I am currently investigating a third option: debayer the DNGs and save then as a linear PNG or TIF. The reason is that the really time-consuming part of processing a DNG is the debayer step. Grading is nowadays a real-time operation.
Direct DNG import: you get the full dynamic range of the capture. However, the files are large and your disk/USB-cable might not be able to sustain the high transfer rates required for real-time playback. Proxies and caching appropriately helps here.
Intermediate Image Format, developed in a raw converter: that is, the DNG is debayered and subsequently graded into a PNG or TIF. Advantage here: the time-consuming debayering is done only once (not everytime anything in the composition is changed, as it would be the case with 1.). In principle, you could use 16bit PNGs or TIFs as intermediate format, in order to avoid excessive quantization. 16 bit has enough headroom to ensure grading in any video editor not to be limited by digital precision (think of banding in sky images). More natural would be in that approach any 8bit output format, as you have already done the basic grading work when developing the raw. That would also reduce the file sizes considerably, lessening the demand on the processing hardware. However, it drastically reduces also the headroom available for further grading. One additional drawback @jankaiser already mentioned: you are grading in an image processor, not a video editor - so it is not easy to find a grade working good enough for the whole scan.
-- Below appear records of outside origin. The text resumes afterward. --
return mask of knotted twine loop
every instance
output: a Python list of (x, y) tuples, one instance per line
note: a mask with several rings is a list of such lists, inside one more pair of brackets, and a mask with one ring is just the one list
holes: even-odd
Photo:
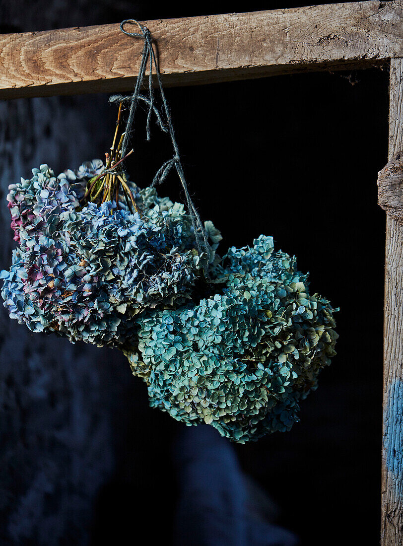
[[(129, 32), (124, 28), (126, 24), (135, 25), (139, 29), (139, 32)], [(150, 138), (150, 123), (151, 118), (151, 115), (153, 112), (156, 115), (157, 123), (160, 128), (164, 133), (169, 133), (172, 142), (172, 146), (174, 149), (174, 156), (171, 159), (166, 161), (158, 170), (151, 184), (151, 187), (154, 187), (158, 184), (161, 184), (164, 181), (167, 176), (173, 167), (175, 167), (179, 179), (182, 184), (183, 192), (185, 193), (186, 204), (187, 205), (188, 211), (192, 219), (192, 224), (194, 232), (194, 236), (196, 242), (196, 247), (199, 253), (204, 251), (208, 256), (210, 256), (210, 245), (207, 239), (204, 226), (202, 223), (199, 213), (196, 209), (194, 204), (189, 194), (187, 189), (187, 184), (185, 177), (185, 173), (182, 166), (182, 163), (179, 155), (179, 149), (178, 148), (176, 139), (175, 136), (174, 128), (172, 124), (170, 114), (169, 113), (169, 108), (165, 96), (164, 90), (162, 87), (161, 76), (159, 73), (159, 67), (157, 61), (154, 48), (152, 45), (152, 38), (149, 29), (146, 26), (143, 26), (135, 19), (125, 19), (120, 23), (120, 29), (127, 36), (133, 38), (141, 38), (144, 40), (144, 46), (143, 49), (141, 57), (141, 62), (139, 69), (139, 73), (134, 87), (134, 91), (131, 96), (122, 96), (122, 95), (114, 95), (110, 97), (109, 102), (112, 103), (123, 102), (129, 102), (130, 107), (129, 109), (129, 115), (126, 122), (126, 132), (122, 143), (122, 157), (125, 157), (126, 150), (130, 141), (131, 137), (133, 132), (133, 124), (134, 122), (134, 114), (136, 109), (139, 102), (143, 101), (148, 106), (148, 112), (147, 114), (147, 122), (146, 124), (146, 131), (147, 140)], [(150, 70), (149, 75), (148, 93), (147, 96), (144, 96), (140, 93), (140, 90), (143, 85), (144, 76), (145, 75), (146, 68), (147, 63), (149, 63)], [(165, 122), (163, 121), (163, 116), (161, 115), (158, 107), (155, 104), (154, 91), (152, 87), (152, 73), (153, 67), (155, 69), (155, 74), (157, 77), (157, 81), (159, 88), (159, 93), (161, 97), (163, 105), (163, 111), (164, 114)], [(201, 237), (200, 237), (201, 236)]]

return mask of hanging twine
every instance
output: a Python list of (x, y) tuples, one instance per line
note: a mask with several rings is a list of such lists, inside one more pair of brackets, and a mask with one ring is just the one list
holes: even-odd
[[(129, 32), (125, 30), (124, 26), (126, 24), (137, 25), (140, 32)], [(169, 108), (164, 93), (161, 81), (161, 76), (159, 73), (159, 68), (157, 62), (154, 48), (152, 45), (152, 40), (151, 34), (149, 29), (143, 26), (135, 19), (125, 19), (120, 23), (120, 29), (127, 36), (133, 38), (141, 38), (144, 40), (144, 46), (143, 50), (143, 55), (139, 69), (139, 74), (137, 76), (137, 80), (134, 87), (133, 94), (123, 96), (122, 95), (114, 95), (109, 99), (109, 102), (112, 103), (123, 102), (128, 103), (130, 104), (129, 108), (129, 115), (126, 122), (126, 132), (123, 140), (122, 143), (122, 157), (124, 157), (126, 154), (130, 139), (133, 132), (133, 126), (134, 122), (134, 115), (136, 109), (139, 103), (142, 101), (148, 106), (148, 112), (147, 114), (147, 122), (146, 124), (147, 140), (149, 140), (150, 138), (150, 123), (151, 118), (151, 115), (153, 112), (155, 114), (157, 123), (160, 128), (164, 133), (169, 133), (172, 142), (172, 147), (174, 151), (174, 155), (171, 159), (166, 161), (158, 170), (154, 176), (151, 187), (154, 187), (158, 184), (161, 184), (164, 181), (170, 171), (173, 167), (175, 167), (179, 179), (182, 184), (185, 195), (186, 199), (187, 209), (194, 231), (194, 236), (196, 240), (196, 247), (199, 253), (204, 251), (208, 255), (210, 256), (210, 245), (209, 244), (204, 226), (202, 223), (199, 213), (198, 212), (189, 194), (187, 189), (187, 184), (185, 177), (185, 174), (182, 166), (182, 163), (179, 155), (179, 149), (178, 148), (176, 139), (175, 136), (174, 128), (172, 125), (172, 120), (169, 113)], [(142, 95), (140, 93), (140, 90), (143, 85), (144, 76), (145, 75), (147, 63), (149, 63), (150, 72), (148, 82), (148, 93), (147, 96)], [(158, 107), (155, 104), (155, 98), (154, 96), (154, 91), (152, 87), (152, 73), (153, 68), (155, 69), (155, 74), (157, 77), (157, 81), (159, 88), (159, 92), (162, 101), (163, 112), (166, 120), (164, 123), (163, 116), (159, 111)]]

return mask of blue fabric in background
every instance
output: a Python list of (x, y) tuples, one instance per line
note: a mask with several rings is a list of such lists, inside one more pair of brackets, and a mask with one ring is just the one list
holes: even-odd
[(183, 430), (174, 445), (179, 480), (175, 546), (297, 546), (256, 509), (235, 450), (211, 427)]

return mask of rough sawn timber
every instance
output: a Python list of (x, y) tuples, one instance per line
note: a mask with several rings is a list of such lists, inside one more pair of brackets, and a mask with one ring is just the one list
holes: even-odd
[[(403, 60), (390, 61), (389, 157), (403, 150)], [(403, 544), (403, 226), (387, 216), (382, 546)]]
[[(183, 86), (382, 64), (403, 56), (402, 17), (371, 0), (145, 22), (163, 84)], [(128, 91), (142, 48), (118, 24), (3, 34), (0, 98)]]

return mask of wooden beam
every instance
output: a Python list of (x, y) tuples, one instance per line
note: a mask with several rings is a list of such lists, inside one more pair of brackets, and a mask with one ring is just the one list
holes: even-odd
[[(390, 62), (389, 156), (403, 150), (403, 59)], [(382, 546), (403, 544), (403, 226), (387, 216)]]
[[(165, 86), (365, 68), (403, 56), (403, 2), (145, 22)], [(0, 98), (128, 91), (143, 46), (117, 24), (0, 36)]]

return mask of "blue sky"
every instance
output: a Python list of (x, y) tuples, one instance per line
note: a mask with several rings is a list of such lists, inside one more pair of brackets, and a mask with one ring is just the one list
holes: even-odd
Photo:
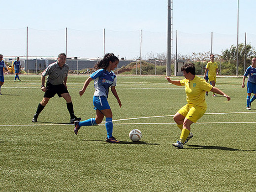
[[(0, 5), (0, 38), (2, 44), (6, 45), (6, 49), (2, 49), (1, 52), (8, 55), (26, 54), (24, 49), (27, 27), (31, 55), (55, 56), (63, 52), (65, 48), (65, 41), (63, 41), (65, 28), (68, 29), (68, 53), (72, 56), (101, 56), (103, 29), (106, 29), (106, 38), (108, 37), (106, 39), (106, 52), (113, 52), (121, 57), (137, 57), (142, 30), (143, 56), (150, 52), (166, 52), (167, 4), (166, 0), (4, 1)], [(203, 51), (198, 47), (204, 47), (200, 44), (203, 41), (196, 34), (202, 34), (199, 36), (207, 39), (205, 44), (209, 44), (210, 40), (208, 38), (211, 32), (214, 33), (214, 40), (216, 36), (227, 35), (215, 41), (216, 52), (228, 48), (234, 37), (233, 44), (236, 43), (237, 0), (173, 0), (173, 30), (177, 30), (178, 37), (183, 38), (178, 41), (181, 53)], [(255, 0), (239, 1), (241, 42), (246, 32), (249, 40), (251, 39), (250, 42), (254, 43), (256, 5)], [(86, 34), (83, 32), (86, 32)], [(44, 36), (44, 33), (47, 34)], [(76, 39), (79, 35), (88, 37)], [(186, 36), (193, 41), (188, 42)], [(224, 42), (222, 45), (219, 42), (229, 37), (232, 40), (226, 44)], [(187, 48), (186, 42), (194, 45)], [(37, 49), (38, 45), (40, 49)], [(14, 47), (19, 48), (14, 50)], [(204, 49), (209, 49), (208, 47)]]

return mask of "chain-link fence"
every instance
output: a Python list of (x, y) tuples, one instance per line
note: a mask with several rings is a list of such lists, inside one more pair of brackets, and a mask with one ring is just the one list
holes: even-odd
[[(106, 53), (114, 53), (122, 61), (120, 64), (125, 63), (124, 65), (133, 63), (131, 64), (133, 70), (135, 68), (134, 63), (137, 63), (137, 70), (130, 72), (135, 74), (162, 74), (166, 65), (166, 32), (143, 30), (116, 32), (105, 29), (85, 31), (67, 28), (42, 31), (24, 28), (0, 29), (0, 33), (2, 45), (0, 54), (3, 55), (6, 61), (12, 56), (19, 56), (20, 60), (24, 61), (25, 70), (30, 72), (36, 73), (43, 70), (44, 66), (48, 64), (45, 57), (56, 57), (62, 52), (66, 53), (68, 59), (72, 59), (67, 60), (67, 63), (72, 70), (78, 71), (78, 73), (79, 71), (83, 70), (91, 70), (90, 69), (93, 68), (97, 60), (102, 58)], [(239, 34), (239, 42), (250, 44), (254, 48), (256, 47), (256, 35), (253, 34)], [(211, 53), (217, 56), (219, 65), (221, 67), (222, 65), (224, 68), (225, 68), (226, 61), (221, 56), (224, 51), (230, 49), (232, 45), (236, 46), (237, 40), (236, 34), (214, 32), (192, 34), (175, 31), (173, 33), (172, 38), (171, 71), (173, 71), (175, 59), (183, 59), (197, 63), (197, 68), (200, 66), (197, 72), (198, 74), (204, 71), (205, 63), (209, 60)], [(27, 56), (29, 58), (28, 62)], [(150, 60), (147, 62), (151, 63), (150, 67), (146, 67), (146, 64), (143, 64), (143, 63), (140, 67), (140, 61), (138, 61), (138, 59), (141, 56), (143, 60)], [(243, 60), (240, 59), (240, 74), (250, 64), (250, 57), (246, 54), (245, 57), (244, 64)], [(228, 62), (233, 63), (235, 67), (236, 61), (234, 59)], [(33, 64), (31, 65), (32, 63)], [(122, 66), (120, 64), (119, 68)], [(224, 70), (223, 74), (235, 75), (235, 71), (231, 70), (229, 72), (227, 73)]]

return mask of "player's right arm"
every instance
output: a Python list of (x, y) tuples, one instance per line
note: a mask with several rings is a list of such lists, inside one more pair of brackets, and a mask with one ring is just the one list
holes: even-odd
[(245, 88), (245, 76), (244, 76), (244, 77), (243, 77), (243, 83), (242, 83), (242, 88)]
[(41, 90), (45, 92), (46, 91), (46, 89), (44, 86), (44, 83), (45, 82), (45, 76), (42, 75), (41, 77)]
[(165, 77), (165, 79), (166, 79), (169, 82), (169, 83), (171, 83), (173, 85), (178, 85), (180, 86), (181, 86), (180, 80), (172, 81), (169, 77)]
[(209, 69), (207, 68), (205, 68), (205, 70), (204, 71), (204, 75), (203, 76), (203, 78), (204, 79), (205, 79), (205, 77), (206, 76), (206, 73), (207, 72), (207, 71)]
[(83, 94), (84, 94), (84, 93), (85, 92), (85, 90), (86, 90), (86, 88), (89, 85), (90, 82), (91, 82), (92, 80), (93, 80), (93, 79), (91, 77), (88, 77), (88, 78), (87, 79), (86, 79), (86, 80), (85, 81), (85, 83), (84, 84), (84, 86), (83, 86), (83, 89), (82, 89), (81, 90), (80, 90), (78, 92), (80, 96), (82, 96)]

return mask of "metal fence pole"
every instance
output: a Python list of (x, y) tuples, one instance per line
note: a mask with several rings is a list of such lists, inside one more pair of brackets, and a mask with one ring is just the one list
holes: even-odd
[(67, 55), (67, 28), (66, 28), (66, 57)]
[(245, 60), (244, 60), (244, 73), (245, 72), (245, 63), (246, 60), (246, 32), (245, 32)]
[(28, 27), (27, 27), (27, 62), (26, 64), (26, 67), (27, 68), (27, 75), (28, 75), (28, 30), (29, 30), (28, 28)]
[(212, 37), (211, 41), (211, 54), (213, 54), (213, 32), (212, 32)]
[(104, 29), (103, 36), (103, 56), (105, 56), (105, 29)]
[(140, 30), (140, 74), (141, 76), (141, 44), (142, 42), (142, 30)]
[(77, 71), (77, 74), (78, 74), (78, 59), (76, 60), (76, 71)]

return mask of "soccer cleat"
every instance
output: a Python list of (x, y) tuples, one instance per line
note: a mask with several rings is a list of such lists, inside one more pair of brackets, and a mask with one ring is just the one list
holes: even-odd
[(78, 125), (80, 121), (75, 121), (75, 128), (74, 128), (74, 132), (76, 135), (78, 133), (78, 129), (80, 128), (80, 127)]
[(175, 147), (178, 147), (179, 149), (183, 149), (183, 144), (179, 141), (177, 141), (177, 143), (173, 143), (172, 145)]
[(193, 133), (192, 133), (191, 132), (190, 132), (190, 134), (189, 135), (189, 136), (188, 136), (188, 137), (187, 137), (187, 139), (186, 140), (185, 142), (184, 142), (184, 144), (185, 143), (187, 143), (190, 139), (191, 139), (192, 137), (193, 137)]
[(118, 141), (114, 137), (111, 137), (110, 138), (107, 138), (106, 139), (106, 141), (107, 143), (119, 143), (120, 141)]
[(75, 116), (75, 117), (73, 119), (70, 119), (70, 124), (74, 124), (74, 123), (75, 122), (75, 121), (80, 121), (82, 119), (81, 118), (81, 117), (76, 117), (76, 116)]
[(33, 119), (32, 119), (32, 122), (35, 123), (37, 122), (37, 118), (38, 117), (38, 116), (36, 114), (34, 115), (34, 117), (33, 117)]

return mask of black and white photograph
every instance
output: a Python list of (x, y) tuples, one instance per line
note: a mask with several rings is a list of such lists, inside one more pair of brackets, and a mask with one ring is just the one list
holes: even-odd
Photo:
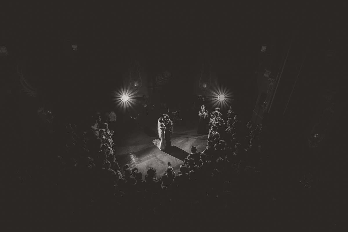
[(343, 2), (0, 6), (1, 231), (347, 230)]

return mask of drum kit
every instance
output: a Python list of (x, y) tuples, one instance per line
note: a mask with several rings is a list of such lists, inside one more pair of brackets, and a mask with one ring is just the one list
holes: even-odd
[(163, 118), (166, 115), (169, 116), (169, 118), (173, 122), (173, 126), (177, 126), (180, 125), (182, 121), (182, 119), (180, 117), (180, 111), (174, 111), (171, 113), (169, 113), (169, 109), (168, 109), (168, 113), (163, 114)]

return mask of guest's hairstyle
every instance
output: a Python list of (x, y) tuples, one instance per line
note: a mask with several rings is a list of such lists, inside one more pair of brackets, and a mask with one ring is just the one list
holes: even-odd
[(109, 160), (104, 160), (103, 163), (103, 167), (105, 169), (109, 169), (111, 167), (111, 164)]
[(167, 174), (168, 175), (168, 177), (172, 178), (174, 175), (173, 175), (173, 172), (174, 172), (174, 171), (173, 170), (173, 167), (171, 166), (169, 166), (167, 168)]
[(127, 168), (129, 168), (129, 165), (128, 165), (128, 164), (126, 164), (126, 165), (125, 165), (124, 166), (123, 166), (123, 172), (124, 172), (124, 172), (125, 172), (125, 171), (126, 169), (127, 169)]
[(230, 133), (232, 134), (234, 134), (236, 133), (236, 131), (237, 130), (236, 130), (236, 128), (234, 127), (231, 127), (230, 128)]
[(132, 178), (132, 171), (130, 168), (128, 168), (125, 170), (124, 172), (125, 173), (125, 178), (127, 179), (127, 178)]
[(217, 150), (221, 150), (221, 144), (220, 143), (216, 143), (214, 145), (214, 147)]
[(242, 144), (238, 143), (237, 143), (235, 145), (235, 149), (236, 150), (239, 150), (240, 149), (243, 149), (243, 146), (242, 146)]
[(202, 153), (200, 154), (200, 160), (202, 160), (202, 162), (203, 163), (206, 162), (207, 159), (208, 158), (207, 157), (207, 155), (204, 153)]
[(107, 143), (104, 143), (102, 145), (102, 150), (104, 149), (107, 149), (109, 148), (109, 145)]
[(226, 149), (226, 155), (228, 155), (228, 154), (230, 155), (232, 153), (232, 149), (230, 147), (228, 147)]
[(189, 158), (187, 159), (187, 163), (189, 164), (190, 168), (195, 166), (195, 160), (192, 158)]
[(134, 178), (136, 180), (137, 182), (138, 181), (143, 179), (143, 174), (141, 172), (138, 172), (135, 173), (135, 176), (134, 177)]
[(115, 158), (115, 154), (113, 153), (110, 153), (108, 155), (108, 160), (110, 162), (113, 162), (114, 159)]
[(212, 173), (212, 176), (214, 178), (218, 179), (222, 178), (223, 176), (222, 173), (221, 171), (218, 169), (214, 169), (213, 170), (213, 173)]
[(120, 178), (119, 179), (116, 183), (117, 186), (120, 188), (124, 187), (127, 183), (127, 180), (125, 178)]
[(148, 176), (150, 178), (155, 177), (156, 174), (156, 169), (153, 167), (150, 167), (148, 170)]
[(186, 167), (183, 165), (180, 166), (180, 171), (183, 174), (186, 173)]
[(132, 169), (132, 173), (133, 175), (134, 175), (134, 173), (136, 173), (137, 172), (138, 172), (138, 168), (133, 168), (133, 169)]

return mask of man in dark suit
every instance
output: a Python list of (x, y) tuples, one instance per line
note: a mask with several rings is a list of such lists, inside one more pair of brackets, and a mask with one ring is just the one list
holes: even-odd
[(168, 150), (172, 148), (172, 143), (171, 142), (171, 134), (173, 132), (173, 123), (169, 119), (169, 116), (166, 115), (164, 116), (164, 125), (166, 129), (164, 130), (164, 136), (166, 139), (166, 150)]

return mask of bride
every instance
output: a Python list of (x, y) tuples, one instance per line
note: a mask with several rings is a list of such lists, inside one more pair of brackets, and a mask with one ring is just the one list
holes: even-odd
[(158, 136), (160, 140), (160, 142), (159, 149), (163, 151), (166, 149), (166, 140), (164, 138), (164, 129), (166, 127), (163, 123), (163, 119), (160, 118), (157, 122), (157, 130), (158, 131)]

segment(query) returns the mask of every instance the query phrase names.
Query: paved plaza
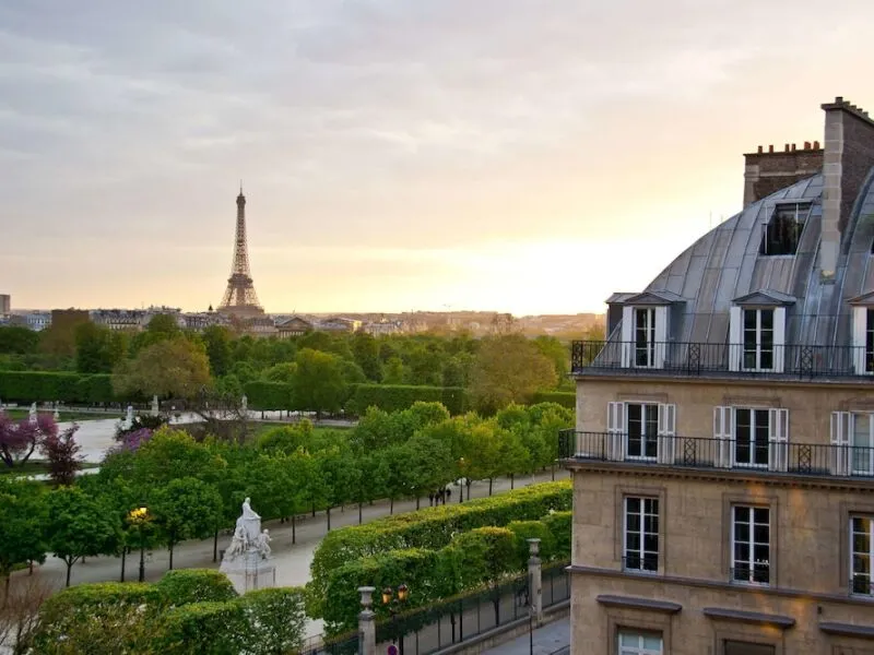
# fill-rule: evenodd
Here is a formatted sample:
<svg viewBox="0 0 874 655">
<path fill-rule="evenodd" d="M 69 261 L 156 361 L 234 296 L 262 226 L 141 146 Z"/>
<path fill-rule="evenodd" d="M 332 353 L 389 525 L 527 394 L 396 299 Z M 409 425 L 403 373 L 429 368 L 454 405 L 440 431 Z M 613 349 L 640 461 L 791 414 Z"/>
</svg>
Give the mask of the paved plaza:
<svg viewBox="0 0 874 655">
<path fill-rule="evenodd" d="M 103 419 L 84 421 L 80 424 L 78 441 L 83 446 L 83 453 L 87 461 L 99 462 L 108 448 L 115 445 L 114 433 L 117 419 Z M 556 471 L 556 479 L 567 477 L 567 472 Z M 517 478 L 516 487 L 523 487 L 532 481 L 543 483 L 551 479 L 550 472 L 532 477 Z M 494 484 L 494 492 L 507 491 L 510 488 L 509 479 L 497 479 Z M 488 495 L 488 481 L 474 483 L 471 486 L 471 498 L 482 498 Z M 465 496 L 466 498 L 466 496 Z M 458 502 L 458 488 L 452 488 L 451 502 Z M 428 501 L 423 501 L 424 507 L 428 507 Z M 257 511 L 258 508 L 256 507 Z M 394 513 L 410 512 L 415 510 L 415 500 L 395 501 Z M 379 501 L 373 505 L 365 505 L 363 509 L 364 522 L 374 521 L 389 514 L 389 502 Z M 331 511 L 331 527 L 338 528 L 345 525 L 355 525 L 358 522 L 357 505 L 346 507 L 344 510 L 334 509 Z M 297 521 L 296 544 L 292 544 L 291 523 L 280 523 L 271 521 L 264 523 L 270 528 L 273 537 L 271 548 L 276 565 L 277 586 L 298 586 L 309 581 L 309 565 L 312 562 L 312 553 L 316 547 L 327 533 L 327 519 L 324 512 L 318 512 L 315 517 L 306 515 Z M 231 541 L 229 534 L 223 534 L 218 539 L 218 549 L 224 549 Z M 209 568 L 217 569 L 218 562 L 213 562 L 213 540 L 186 541 L 179 544 L 174 551 L 174 564 L 177 569 Z M 168 553 L 166 549 L 147 551 L 145 577 L 147 581 L 158 580 L 168 567 Z M 127 558 L 126 579 L 137 580 L 139 569 L 139 553 L 131 553 Z M 46 563 L 35 567 L 34 575 L 50 581 L 52 585 L 63 586 L 66 575 L 66 564 L 49 556 Z M 88 558 L 84 563 L 79 562 L 73 565 L 72 584 L 85 582 L 117 581 L 121 574 L 121 559 L 117 557 Z M 16 576 L 27 575 L 20 572 Z M 320 622 L 311 622 L 308 634 L 321 632 Z"/>
</svg>

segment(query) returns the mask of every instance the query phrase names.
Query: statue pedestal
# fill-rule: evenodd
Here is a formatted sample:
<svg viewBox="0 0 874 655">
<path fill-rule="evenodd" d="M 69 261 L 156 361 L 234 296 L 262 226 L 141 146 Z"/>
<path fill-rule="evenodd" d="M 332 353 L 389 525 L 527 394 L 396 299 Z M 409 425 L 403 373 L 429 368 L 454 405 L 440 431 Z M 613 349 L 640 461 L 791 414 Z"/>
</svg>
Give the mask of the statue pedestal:
<svg viewBox="0 0 874 655">
<path fill-rule="evenodd" d="M 218 569 L 227 575 L 238 594 L 276 586 L 276 567 L 272 559 L 264 559 L 256 548 L 228 559 L 222 559 Z"/>
</svg>

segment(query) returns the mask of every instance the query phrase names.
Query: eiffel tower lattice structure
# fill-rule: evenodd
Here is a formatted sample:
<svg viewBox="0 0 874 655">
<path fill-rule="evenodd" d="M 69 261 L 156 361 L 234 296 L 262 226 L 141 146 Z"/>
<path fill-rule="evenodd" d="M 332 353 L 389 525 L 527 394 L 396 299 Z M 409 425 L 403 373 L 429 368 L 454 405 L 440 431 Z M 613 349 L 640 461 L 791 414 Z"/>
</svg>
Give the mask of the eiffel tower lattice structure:
<svg viewBox="0 0 874 655">
<path fill-rule="evenodd" d="M 243 184 L 237 195 L 237 235 L 234 239 L 234 263 L 231 266 L 231 277 L 227 278 L 222 303 L 218 306 L 222 313 L 250 318 L 264 314 L 263 308 L 258 302 L 255 284 L 249 272 L 249 248 L 246 245 L 246 196 L 243 194 Z"/>
</svg>

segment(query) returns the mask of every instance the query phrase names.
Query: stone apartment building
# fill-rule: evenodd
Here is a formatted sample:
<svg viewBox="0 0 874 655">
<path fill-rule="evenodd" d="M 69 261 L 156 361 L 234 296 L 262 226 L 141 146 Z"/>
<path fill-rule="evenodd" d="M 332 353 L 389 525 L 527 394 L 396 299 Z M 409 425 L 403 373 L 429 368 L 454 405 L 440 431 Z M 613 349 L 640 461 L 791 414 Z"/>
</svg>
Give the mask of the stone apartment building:
<svg viewBox="0 0 874 655">
<path fill-rule="evenodd" d="M 575 655 L 874 655 L 874 121 L 823 110 L 574 344 Z"/>
</svg>

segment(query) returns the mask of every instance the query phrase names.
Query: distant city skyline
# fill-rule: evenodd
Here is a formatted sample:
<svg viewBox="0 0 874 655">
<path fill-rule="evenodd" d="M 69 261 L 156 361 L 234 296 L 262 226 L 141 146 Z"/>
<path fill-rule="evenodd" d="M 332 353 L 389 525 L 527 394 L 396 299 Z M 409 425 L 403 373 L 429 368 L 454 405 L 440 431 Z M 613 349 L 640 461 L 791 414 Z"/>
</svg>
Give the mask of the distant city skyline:
<svg viewBox="0 0 874 655">
<path fill-rule="evenodd" d="M 863 0 L 63 7 L 0 5 L 13 308 L 217 306 L 243 178 L 270 313 L 602 312 L 874 108 Z"/>
</svg>

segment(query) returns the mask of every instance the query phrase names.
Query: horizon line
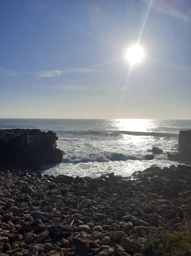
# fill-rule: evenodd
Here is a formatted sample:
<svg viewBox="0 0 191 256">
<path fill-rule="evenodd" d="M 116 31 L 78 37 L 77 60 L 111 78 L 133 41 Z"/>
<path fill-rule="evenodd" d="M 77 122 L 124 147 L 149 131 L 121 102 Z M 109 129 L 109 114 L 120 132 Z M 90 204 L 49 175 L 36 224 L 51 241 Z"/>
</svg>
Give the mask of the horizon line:
<svg viewBox="0 0 191 256">
<path fill-rule="evenodd" d="M 98 120 L 112 120 L 113 119 L 143 119 L 148 120 L 191 120 L 191 118 L 66 118 L 66 117 L 61 117 L 61 118 L 52 118 L 50 117 L 45 118 L 41 117 L 0 117 L 1 119 L 98 119 Z"/>
</svg>

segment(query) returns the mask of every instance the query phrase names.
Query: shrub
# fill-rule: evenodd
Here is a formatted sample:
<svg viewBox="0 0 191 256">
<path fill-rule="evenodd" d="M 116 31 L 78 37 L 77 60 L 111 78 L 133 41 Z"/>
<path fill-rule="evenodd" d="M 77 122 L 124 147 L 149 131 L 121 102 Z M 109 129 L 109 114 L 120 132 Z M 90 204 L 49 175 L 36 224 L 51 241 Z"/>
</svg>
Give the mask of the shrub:
<svg viewBox="0 0 191 256">
<path fill-rule="evenodd" d="M 137 256 L 191 256 L 191 230 L 150 239 Z"/>
</svg>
Intermediate Image Format, not yet developed: this is my third suggestion to the topic. I actually need to follow this path, as I need to do some image processing which is not available/cumbersome in the video editor of your choice (specifically, film registration via sprocket detection) beforehand. Here, the DNG file is debayered in software, and the full 16 bit linear values obtained are written into a linear PNG or TIF (I am still experimenting which format (compressed/uncompressed) works best with my hardware). These files will not work if input directly into daVinci. They need a LUT to be assigned. Specifically, “LUT>VFX IO>linear to Rec 709”. If that is done, the image is indistinguishable from the image the build-in daVinci raw converter outputs. But the time-consuming debayer step is done only once, externally. Therefore, with 2k res (specifically 2048 x 1520 px) I can obtain realtime performance with, as already mentioned, the full dynamical resolution of the original DNG.
Finally, @jankaiser’s suggestion to render to an intermediate video file format is also a viable way to speed up post production. Proxies and cached intermediate results (which you can switch on in daVinci in a very fine-grained way) are doing something similar behind the scenes. Of course there is a loss associated with this - you do not get a reduction in file size without compromises. But it does make sense from a storage point of view (as well as processing speed).
Thanks @jankaiser very interesting video from Scott Schiller. Will also look into your workflow. With jpg capture and using Comrpessor to create the .mov and loading into FCPX I already have a much better result comparing to my workflow about a year ago. Your previous recommendation to stick to the original frame rate helps also. Adobe lightroom I will skip and will dig into Davinci Resolve.
I’m curious about how you handle the source cropping for images processed with Mertens merge.
Do you guys include those bright white sprocket holes in your sources, or do you just go with the neatly cropped final shots? I’ve noticed that including a full bright area significantly alters the appearance and brightness of the merged result. Does the Mertens merge algorithm play nicer with one method over the other for you?
I would not say “significantly”, but yes, the intrinsic processing of the exposure algorithm leads to some bleeding of very bright areas into dark areas. This is especially noticable around the high contrast borders of the sprocket hole.
One can counteract this somewhat by using less levels in the Laplace pyramid (if you have access to this parameters) and other tweaks. In my experiments, I did not really consider this bleeding effect so annoying that I bothered to improve the situation.
In fact, I switched recently to using for my scans only single raw captures, as the colors seem to be more consistant than with exposure fusion. Some hard to correct local color shifts might be caused by the same underlying effect - spread of intense colors or luminance values to neighbouring image areas. Again, this is caused by the way the final image of exposure fusion is calculated via a Laplacian pyramid. Using only a single raw image has its own challenges, namely too much noise in really dark parts of the image, but that issue can be solved by an appropriate noise reduction.
In my case I have always sent the cropped images that only include the desired area of the frame to the Mertens algorithm.
In my opinion the results are very acceptable.
It has never happened to me, but I am aware of users who have sent the algorithm images that include unwanted areas, such as the extremely bright film pull hole along with very dark areas around the frame, and sure enough, the Mertens algorithm It does not give good results, mainly fluctuation in the brightness of the images from one frame to another is seen.
I do not know the internal functioning of the algorithm, what I have commented is the result of my own experience and that of other users with whom I have exchanged it.